Considering Acee estimates around 60% of voters are opposed to using public funds to build a new stadium, the measure receiving 66.6% of the vote now looks unrealistic. The Chargers figured this was coming, per Acee, but Wednesday night’s confirmation provides an air of finality to the lofty requirement.
This week’s ruling did not mean the two-thirds threshold will be locked in, with the court only agreeing to review the appellate court’s March ruling. A review does mean the appellate court’s earlier decision is no longer the law, however.

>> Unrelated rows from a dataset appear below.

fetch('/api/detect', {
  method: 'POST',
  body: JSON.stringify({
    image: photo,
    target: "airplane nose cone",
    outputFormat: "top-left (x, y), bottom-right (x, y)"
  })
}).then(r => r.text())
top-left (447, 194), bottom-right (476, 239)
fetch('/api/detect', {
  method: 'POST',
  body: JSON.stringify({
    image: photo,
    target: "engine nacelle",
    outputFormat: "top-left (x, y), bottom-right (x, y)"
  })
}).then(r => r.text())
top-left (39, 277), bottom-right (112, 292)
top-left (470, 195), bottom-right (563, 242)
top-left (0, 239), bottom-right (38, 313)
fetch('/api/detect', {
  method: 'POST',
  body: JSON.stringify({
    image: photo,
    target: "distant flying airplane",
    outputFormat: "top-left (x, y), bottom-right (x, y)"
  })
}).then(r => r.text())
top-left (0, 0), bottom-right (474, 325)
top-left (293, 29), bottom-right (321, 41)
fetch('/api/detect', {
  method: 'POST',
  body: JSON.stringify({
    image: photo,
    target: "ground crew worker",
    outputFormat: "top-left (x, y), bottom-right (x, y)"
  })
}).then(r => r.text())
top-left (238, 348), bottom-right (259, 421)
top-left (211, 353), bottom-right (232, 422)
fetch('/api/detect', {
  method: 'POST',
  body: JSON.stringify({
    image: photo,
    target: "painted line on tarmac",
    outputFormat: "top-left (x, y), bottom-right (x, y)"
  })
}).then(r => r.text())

Even if the simple majority ruling is overturned or upheld, it will further complicate matters by dragging on past the November elections, David Garrick of the Union-Tribune writes.
A decision either way will almost certainly will not happen until at least 2017. Voters will now vote on the measure in November without knowing what will be required for it to pass, further clouding the Chargers’ status.
Mike Florio of Pro Football Talk tabs the 66.6% majority requirement as virtually impossible for the stadium measure to pass, so he lays out six options for the Bolts going forward. Moving to Los Angeles or playing out their lease at Qualcomm stadium loom as the top two choices, Florio writes. The Chargers’ lease at their current 49-year-old stadium runs through 2020, but repairs and upgrades are likely to be required to make this a tenable choice. After all, the stadium’s state served as a driving force behind the Bolts’ push for joining up with the Raiders on the teams’ Carson project.
The Chargers in January agreed in principle to join the Rams in Los Angeles and have until Jan. 15, 2017 to decide. Of course, Dean Spanos then declared the team would play in San Diego this season, and the team and the city began engaging in productive talks soon after.
The franchise remains conflicted about joining Stan Kroenke‘s Rams in Inglewood, with Florio pointing out efforts are ongoing to determine the dollars and cents of the Chargers being the second team in Los Angeles.